It is not my business to dip my pen in this controversy--much undoubtedly may be wrote on both sides of the question--all that concerns me as an historian, is to represent the matter of fact, and render it credible to the reader, that the hiatus in Phutatorius's breeches was sufficiently wide to receive the chesnut;--and that the chesnut, somehow or other, did fall perpendicularly, and piping hot into it, without Phutatorius's perceiving it, or any one else at that time.

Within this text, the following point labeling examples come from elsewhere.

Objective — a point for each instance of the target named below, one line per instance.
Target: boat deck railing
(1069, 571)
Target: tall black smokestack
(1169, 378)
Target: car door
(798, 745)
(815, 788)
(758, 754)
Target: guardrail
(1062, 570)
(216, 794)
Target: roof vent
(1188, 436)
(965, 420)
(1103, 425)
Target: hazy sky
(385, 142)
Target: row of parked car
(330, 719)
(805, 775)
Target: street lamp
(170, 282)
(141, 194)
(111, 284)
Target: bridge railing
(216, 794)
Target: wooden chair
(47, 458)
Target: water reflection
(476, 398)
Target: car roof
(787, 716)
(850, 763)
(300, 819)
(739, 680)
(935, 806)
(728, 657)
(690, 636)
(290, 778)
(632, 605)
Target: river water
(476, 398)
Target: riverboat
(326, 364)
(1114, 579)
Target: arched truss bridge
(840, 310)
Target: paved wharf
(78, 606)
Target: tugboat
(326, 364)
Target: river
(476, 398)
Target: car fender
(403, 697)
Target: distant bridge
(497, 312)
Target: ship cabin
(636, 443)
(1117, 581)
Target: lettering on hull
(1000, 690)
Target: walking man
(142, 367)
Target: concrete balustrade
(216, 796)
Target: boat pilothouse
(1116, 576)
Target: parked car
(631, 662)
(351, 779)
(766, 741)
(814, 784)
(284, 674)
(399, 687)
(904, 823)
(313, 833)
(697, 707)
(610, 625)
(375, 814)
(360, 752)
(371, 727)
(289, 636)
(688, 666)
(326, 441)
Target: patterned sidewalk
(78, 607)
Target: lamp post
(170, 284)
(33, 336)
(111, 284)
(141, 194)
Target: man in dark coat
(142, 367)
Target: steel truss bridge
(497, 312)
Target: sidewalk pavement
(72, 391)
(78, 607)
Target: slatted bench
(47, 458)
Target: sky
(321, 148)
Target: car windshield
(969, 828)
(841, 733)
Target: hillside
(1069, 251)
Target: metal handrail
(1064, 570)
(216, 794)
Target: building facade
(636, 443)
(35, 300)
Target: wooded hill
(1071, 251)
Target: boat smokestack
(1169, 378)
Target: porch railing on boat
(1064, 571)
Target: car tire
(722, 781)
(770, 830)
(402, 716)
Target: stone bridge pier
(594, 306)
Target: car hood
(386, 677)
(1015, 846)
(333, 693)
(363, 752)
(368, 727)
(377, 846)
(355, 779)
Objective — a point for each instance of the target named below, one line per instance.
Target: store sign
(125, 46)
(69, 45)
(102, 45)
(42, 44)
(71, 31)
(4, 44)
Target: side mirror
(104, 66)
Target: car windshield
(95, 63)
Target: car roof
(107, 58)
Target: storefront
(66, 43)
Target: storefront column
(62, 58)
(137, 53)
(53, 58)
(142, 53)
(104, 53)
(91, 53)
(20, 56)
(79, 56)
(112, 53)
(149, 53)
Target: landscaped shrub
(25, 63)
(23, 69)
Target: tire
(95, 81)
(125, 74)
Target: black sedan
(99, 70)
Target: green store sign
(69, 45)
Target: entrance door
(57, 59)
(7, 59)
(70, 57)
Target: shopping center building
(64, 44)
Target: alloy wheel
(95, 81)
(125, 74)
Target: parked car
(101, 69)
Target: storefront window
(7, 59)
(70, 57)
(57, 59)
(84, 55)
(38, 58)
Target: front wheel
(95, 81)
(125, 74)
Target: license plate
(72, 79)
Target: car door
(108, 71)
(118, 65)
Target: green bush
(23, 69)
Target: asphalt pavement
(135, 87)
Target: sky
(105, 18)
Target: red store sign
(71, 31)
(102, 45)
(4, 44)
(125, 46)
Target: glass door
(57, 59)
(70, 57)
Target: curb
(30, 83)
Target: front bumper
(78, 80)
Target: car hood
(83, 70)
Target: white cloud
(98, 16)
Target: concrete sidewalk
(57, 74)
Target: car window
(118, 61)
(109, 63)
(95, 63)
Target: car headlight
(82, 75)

The genial warmth which the chesnut imparted, was not undelectable for the first twenty or five-and-twenty seconds--and did no more than gently solicit Phutatorius's attention towards the part:--But the heat gradually increasing, and in a few seconds more getting beyond the point of all sober pleasure, and then advancing with all speed into the regions of pain, the soul of Phutatorius, together with all his ideas, his thoughts, his attention, his imagination, judgment, resolution, deliberation, ratiocination, memory, fancy, with ten battalions of animal spirits, all tumultuously crowded down, through different defiles and circuits, to the place of danger, leaving all his upper regions, as you may imagine, as empty as my purse.
With the best intelligence which all these messengers could bring him back, Phutatorius was not able to dive into the secret of what was going forwards below, nor could he make any kind of conjecture, what the devil was the matter with it: However, as he knew not what the true cause might turn out, he deemed it most prudent in the situation he was in at present, to bear it, if possible, like a Stoick; which, with the help of some wry faces and compursions of the mouth, he had certainly accomplished, had his imagination continued neuter;--but the sallies of the imagination are ungovernable in things of this kind--a thought instantly darted into his mind, that tho' the anguish had the sensation of glowing heat--it might, notwithstanding that, be a bite as well as a burn; and if so, that possibly a Newt or an Asker, or some such detested reptile, had crept up, and was fastening his teeth--the horrid idea of which, with a fresh glow of pain arising that instant from the chesnut, seized Phutatorius with a sudden panick, and in the first terrifying disorder of the passion, it threw him, as it has done the best generals upon earth, quite off his guard:--the effect of which was this, that he leapt incontinently up, uttering as he rose that interjection of surprise so much descanted upon, with the aposiopestic break after it, marked thus, Z...ds--which, though not strictly canonical, was still as little as any man could have said upon the occasion;--and which, by-the-bye, whether canonical or not, Phutatorius could no more help than he could the cause of it.
Though this has taken up some time in the narrative, it took up little more time in the transaction, than just to allow time for Phutatorius to draw forth the chesnut, and throw it down with violence upon the floor--and for Yorick to rise from his chair, and pick the chesnut up.
It is curious to observe the triumph of slight incidents over the mind:--What incredible weight they have in forming and governing our opinions, both of men and things--that trifles, light as air, shall waft a belief into the soul, and plant it so immoveably within it--that Euclid's demonstrations, could they be brought to batter it in breach, should not all have power to overthrow it.